Shorter wear time provides shorter duration of effect

October 2006 ― Shire announced that its Attention Deficit Hyperactivity Disorder (ADHD) patch, DAYTRANA tm (methylphenidate transdermal system), has significant efficacy in reducing the symptoms of ADHD in children aged 6 to 12 years, even when the ADHD patch is taken off earlier than the recommended nine hours. The ability to remove the patch earlier than the recommended nine-hour wear time allows physicians the opportunity to manage the potential for late-day side effects, such as lack of appetite or difficulty sleeping. These phase IIIb clinical trial results were reported today at a major scientific and educational meeting of child and adolescent psychiatrists in San Diego, Calif.

“The patch’s delivery system offers physicians individualized control of their patients’ ADHD symptoms, adding an important dimension to the treatment of ADHD, since a child’s schedule often varies between school day and weekend,” explained Timothy E. Wilens, M.D., Clinical and Research Program in Pediatric Psychopharmacology at Massachusetts General Hospital and Associate Professor of Psychiatry at Harvard Medical School. “Because it is a patch, if a child sleeps late on the weekend and the patch is applied later than on a school day, it can still be removed at the usual time.

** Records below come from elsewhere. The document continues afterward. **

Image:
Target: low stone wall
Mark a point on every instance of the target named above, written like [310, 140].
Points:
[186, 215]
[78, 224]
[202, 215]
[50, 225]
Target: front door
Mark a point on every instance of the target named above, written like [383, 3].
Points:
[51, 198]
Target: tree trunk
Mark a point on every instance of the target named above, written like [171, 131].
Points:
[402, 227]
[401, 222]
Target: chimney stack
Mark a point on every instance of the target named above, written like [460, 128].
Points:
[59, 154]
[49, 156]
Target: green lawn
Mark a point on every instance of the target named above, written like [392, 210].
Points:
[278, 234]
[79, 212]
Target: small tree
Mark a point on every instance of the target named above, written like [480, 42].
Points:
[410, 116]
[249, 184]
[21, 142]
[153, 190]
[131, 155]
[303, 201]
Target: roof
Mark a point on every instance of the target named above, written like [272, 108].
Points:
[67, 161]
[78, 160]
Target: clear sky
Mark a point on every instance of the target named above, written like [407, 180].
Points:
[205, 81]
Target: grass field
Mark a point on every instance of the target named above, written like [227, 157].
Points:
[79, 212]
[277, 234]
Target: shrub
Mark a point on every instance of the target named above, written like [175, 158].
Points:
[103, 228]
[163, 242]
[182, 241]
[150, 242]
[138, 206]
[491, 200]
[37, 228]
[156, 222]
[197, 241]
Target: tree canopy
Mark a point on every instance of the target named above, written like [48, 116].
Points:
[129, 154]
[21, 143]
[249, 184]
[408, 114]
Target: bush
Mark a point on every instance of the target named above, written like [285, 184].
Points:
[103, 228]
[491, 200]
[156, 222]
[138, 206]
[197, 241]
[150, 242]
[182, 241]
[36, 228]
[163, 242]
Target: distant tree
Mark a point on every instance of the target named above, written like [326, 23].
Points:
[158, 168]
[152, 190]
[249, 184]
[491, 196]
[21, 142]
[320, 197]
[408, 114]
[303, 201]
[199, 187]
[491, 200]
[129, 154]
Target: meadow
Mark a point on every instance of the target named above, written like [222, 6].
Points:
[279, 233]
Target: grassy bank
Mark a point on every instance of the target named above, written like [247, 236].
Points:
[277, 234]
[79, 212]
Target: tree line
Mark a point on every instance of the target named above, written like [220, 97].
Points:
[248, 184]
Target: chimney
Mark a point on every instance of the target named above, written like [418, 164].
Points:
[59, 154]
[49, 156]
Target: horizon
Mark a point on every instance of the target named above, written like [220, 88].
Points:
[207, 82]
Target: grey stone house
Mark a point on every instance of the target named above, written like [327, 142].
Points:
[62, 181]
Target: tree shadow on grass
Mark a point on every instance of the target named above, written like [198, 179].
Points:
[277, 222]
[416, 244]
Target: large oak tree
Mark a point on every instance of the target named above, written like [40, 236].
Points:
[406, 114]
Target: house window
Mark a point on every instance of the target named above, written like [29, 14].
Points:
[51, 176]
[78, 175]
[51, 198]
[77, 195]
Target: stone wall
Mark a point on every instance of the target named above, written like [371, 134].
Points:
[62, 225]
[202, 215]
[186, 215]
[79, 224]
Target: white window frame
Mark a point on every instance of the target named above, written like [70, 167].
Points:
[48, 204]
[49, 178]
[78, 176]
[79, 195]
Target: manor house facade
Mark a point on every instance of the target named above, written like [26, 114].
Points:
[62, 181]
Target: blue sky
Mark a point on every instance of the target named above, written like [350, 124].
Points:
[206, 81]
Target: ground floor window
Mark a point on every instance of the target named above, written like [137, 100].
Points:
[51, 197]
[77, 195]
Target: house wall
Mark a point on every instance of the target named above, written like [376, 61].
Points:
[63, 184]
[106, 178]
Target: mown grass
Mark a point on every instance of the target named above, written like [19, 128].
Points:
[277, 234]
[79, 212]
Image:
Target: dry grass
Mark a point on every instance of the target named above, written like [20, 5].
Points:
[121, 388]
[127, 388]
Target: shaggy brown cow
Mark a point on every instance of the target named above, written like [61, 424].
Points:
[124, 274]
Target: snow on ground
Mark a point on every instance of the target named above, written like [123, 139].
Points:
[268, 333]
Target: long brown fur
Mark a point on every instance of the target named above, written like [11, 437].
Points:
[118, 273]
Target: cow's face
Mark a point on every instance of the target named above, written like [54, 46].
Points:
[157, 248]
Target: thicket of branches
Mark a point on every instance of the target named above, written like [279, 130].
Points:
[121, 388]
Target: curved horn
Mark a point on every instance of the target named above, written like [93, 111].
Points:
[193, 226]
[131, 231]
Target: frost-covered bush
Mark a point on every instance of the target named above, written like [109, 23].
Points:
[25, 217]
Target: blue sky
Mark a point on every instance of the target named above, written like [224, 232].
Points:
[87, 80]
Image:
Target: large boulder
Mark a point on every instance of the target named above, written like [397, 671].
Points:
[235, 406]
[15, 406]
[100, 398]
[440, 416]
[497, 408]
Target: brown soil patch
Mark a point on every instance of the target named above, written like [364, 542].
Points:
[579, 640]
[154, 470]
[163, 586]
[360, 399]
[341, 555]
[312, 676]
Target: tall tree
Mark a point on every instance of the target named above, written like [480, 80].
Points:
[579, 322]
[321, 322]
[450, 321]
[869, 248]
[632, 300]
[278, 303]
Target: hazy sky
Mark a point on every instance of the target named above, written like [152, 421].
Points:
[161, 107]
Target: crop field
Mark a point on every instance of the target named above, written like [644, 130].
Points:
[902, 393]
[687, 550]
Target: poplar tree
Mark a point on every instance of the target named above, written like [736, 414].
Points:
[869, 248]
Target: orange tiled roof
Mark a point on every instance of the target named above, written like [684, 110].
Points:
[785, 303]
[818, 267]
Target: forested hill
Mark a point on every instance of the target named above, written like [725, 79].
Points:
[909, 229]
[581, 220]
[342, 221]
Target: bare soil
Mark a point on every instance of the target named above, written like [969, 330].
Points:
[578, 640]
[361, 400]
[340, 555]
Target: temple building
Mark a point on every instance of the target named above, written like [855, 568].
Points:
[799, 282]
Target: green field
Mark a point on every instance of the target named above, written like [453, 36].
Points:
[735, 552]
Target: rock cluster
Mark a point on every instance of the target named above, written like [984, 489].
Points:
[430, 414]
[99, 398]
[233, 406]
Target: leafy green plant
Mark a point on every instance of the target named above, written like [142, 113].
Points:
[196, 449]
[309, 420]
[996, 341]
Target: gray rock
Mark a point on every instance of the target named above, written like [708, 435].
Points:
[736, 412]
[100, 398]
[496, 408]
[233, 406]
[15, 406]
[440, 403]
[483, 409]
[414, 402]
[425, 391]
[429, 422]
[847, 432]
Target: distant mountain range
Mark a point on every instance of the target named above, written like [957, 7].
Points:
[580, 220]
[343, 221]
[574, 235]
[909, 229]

That way, the child receives the benefit of their long-acting ADHD medication for a shorter duration of effect, as well as managing the potential for late-day side effects. The physician, in consultation with the parent, can determine the appropriate patch wear time, up to the recommended nine hours.”

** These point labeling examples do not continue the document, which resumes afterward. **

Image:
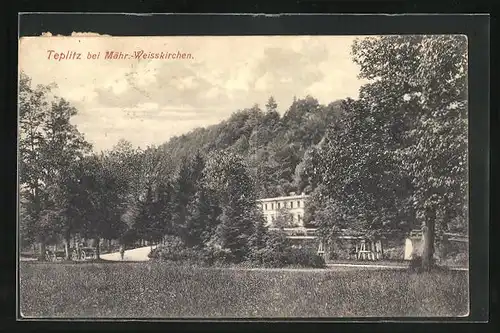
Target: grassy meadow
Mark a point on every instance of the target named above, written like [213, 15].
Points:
[158, 290]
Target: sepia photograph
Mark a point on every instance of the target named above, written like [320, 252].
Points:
[264, 176]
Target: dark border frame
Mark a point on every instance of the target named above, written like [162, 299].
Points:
[476, 27]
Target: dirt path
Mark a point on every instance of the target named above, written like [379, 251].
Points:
[138, 254]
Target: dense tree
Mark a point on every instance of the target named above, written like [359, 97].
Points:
[228, 178]
[48, 146]
[101, 199]
[420, 83]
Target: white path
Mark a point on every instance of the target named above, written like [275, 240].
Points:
[138, 254]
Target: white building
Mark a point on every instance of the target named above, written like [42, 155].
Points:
[293, 204]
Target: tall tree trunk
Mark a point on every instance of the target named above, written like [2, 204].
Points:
[67, 245]
[429, 235]
[97, 248]
[42, 256]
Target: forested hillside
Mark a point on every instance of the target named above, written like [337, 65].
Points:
[272, 143]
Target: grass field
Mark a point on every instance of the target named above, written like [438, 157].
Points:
[156, 290]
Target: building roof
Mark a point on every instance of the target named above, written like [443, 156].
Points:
[291, 197]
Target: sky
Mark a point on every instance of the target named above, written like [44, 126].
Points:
[147, 101]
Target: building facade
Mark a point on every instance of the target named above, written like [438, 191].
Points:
[292, 205]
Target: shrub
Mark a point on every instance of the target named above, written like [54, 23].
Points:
[278, 252]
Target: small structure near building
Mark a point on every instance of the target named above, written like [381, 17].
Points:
[413, 244]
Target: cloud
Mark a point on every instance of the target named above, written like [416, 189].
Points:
[149, 101]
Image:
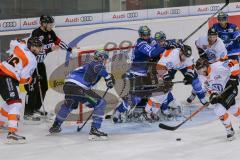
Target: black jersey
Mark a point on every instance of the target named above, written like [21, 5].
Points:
[49, 39]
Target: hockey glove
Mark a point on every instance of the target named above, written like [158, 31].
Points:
[110, 81]
[69, 49]
[214, 98]
[188, 78]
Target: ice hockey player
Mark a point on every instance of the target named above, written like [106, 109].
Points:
[77, 89]
[17, 69]
[181, 59]
[51, 42]
[212, 48]
[229, 33]
[222, 84]
[161, 38]
[146, 48]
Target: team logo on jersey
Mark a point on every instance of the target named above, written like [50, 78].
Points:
[217, 77]
[41, 38]
[230, 30]
[169, 65]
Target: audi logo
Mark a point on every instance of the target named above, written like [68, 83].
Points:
[86, 18]
[175, 11]
[132, 15]
[214, 8]
[9, 24]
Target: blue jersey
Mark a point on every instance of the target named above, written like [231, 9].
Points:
[143, 51]
[225, 33]
[87, 75]
[228, 35]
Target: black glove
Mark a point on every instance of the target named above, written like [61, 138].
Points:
[110, 81]
[167, 77]
[69, 49]
[188, 78]
[214, 98]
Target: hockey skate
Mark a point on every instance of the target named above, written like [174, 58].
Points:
[56, 128]
[191, 98]
[230, 135]
[13, 138]
[152, 117]
[96, 135]
[31, 119]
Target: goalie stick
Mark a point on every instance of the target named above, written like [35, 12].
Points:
[80, 128]
[190, 35]
[173, 128]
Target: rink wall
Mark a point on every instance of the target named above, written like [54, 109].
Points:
[98, 35]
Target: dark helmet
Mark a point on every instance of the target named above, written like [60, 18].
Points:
[144, 31]
[222, 16]
[212, 32]
[34, 42]
[160, 36]
[100, 55]
[46, 19]
[187, 50]
[201, 62]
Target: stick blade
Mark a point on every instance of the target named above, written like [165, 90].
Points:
[170, 128]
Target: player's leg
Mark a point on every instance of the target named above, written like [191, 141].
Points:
[72, 93]
[223, 115]
[44, 87]
[3, 116]
[197, 85]
[10, 94]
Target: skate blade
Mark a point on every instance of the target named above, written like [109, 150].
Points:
[231, 138]
[96, 138]
[32, 122]
[11, 141]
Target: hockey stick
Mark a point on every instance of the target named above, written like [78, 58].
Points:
[173, 128]
[40, 92]
[80, 128]
[190, 35]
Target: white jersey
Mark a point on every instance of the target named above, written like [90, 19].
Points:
[219, 74]
[21, 63]
[171, 60]
[214, 52]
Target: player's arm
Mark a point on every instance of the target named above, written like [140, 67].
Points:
[26, 73]
[201, 51]
[60, 43]
[150, 51]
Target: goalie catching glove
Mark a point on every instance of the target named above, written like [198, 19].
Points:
[110, 81]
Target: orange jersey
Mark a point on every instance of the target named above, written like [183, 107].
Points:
[21, 64]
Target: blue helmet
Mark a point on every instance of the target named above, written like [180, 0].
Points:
[144, 31]
[100, 55]
[222, 16]
[160, 36]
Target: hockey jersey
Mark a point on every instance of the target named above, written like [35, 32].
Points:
[49, 39]
[21, 63]
[214, 52]
[171, 60]
[219, 74]
[88, 75]
[143, 51]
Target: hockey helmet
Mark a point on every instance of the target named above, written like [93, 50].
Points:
[46, 19]
[160, 36]
[222, 16]
[100, 55]
[187, 50]
[34, 42]
[144, 31]
[201, 62]
[212, 32]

Shire’s DAYTRANA is the first and only patch medication approved by the U.S. Food and Drug Administration (FDA) to treat the symptoms of pediatric ADHD. DAYTRANA is available in four dosage strengths – 10 mg, 15 mg, 20 mg and 30 mg – all designed for once-daily use. When worn for the recommended nine hours, efficacy has been demonstrated from the first time point measured (two hours) through the 12-hour time point.

Noven Pharmaceuticals, Inc. developed DAYTRANA, which combines the active ingredient, methylphenidate, with Noven’s patented DOT Matrixä transdermal technology. This transdermal delivery system was designed to provide continuous medication release throughout the day. The patch is designed to stay on during the normal daily activities of a child such as swimming, exercising or bathing.

Significant Symptom Control With DAYTRANA When Worn for Four or Six Hours

In this study, investigators researched the duration of symptom control of DAYTRANA when the patch was worn for four and six hours compared to a placebo patch. Improvement in the scores for both the four- and six-hour wear time groups was seen at the first time point measured (2 hours), compared to placebo. When DAYTRANA was removed after four and six hours of wear time, mean scores began to return toward baseline within two hours of patch removal.

Study Safety Information

DAYTRANA was generally well-tolerated during this study. Adverse events typically were mild to moderate and were consistent with known effects of methylphenidate. The most common adverse events seen in the trial included: decreased appetite, headache, insomnia and upper abdominal pain.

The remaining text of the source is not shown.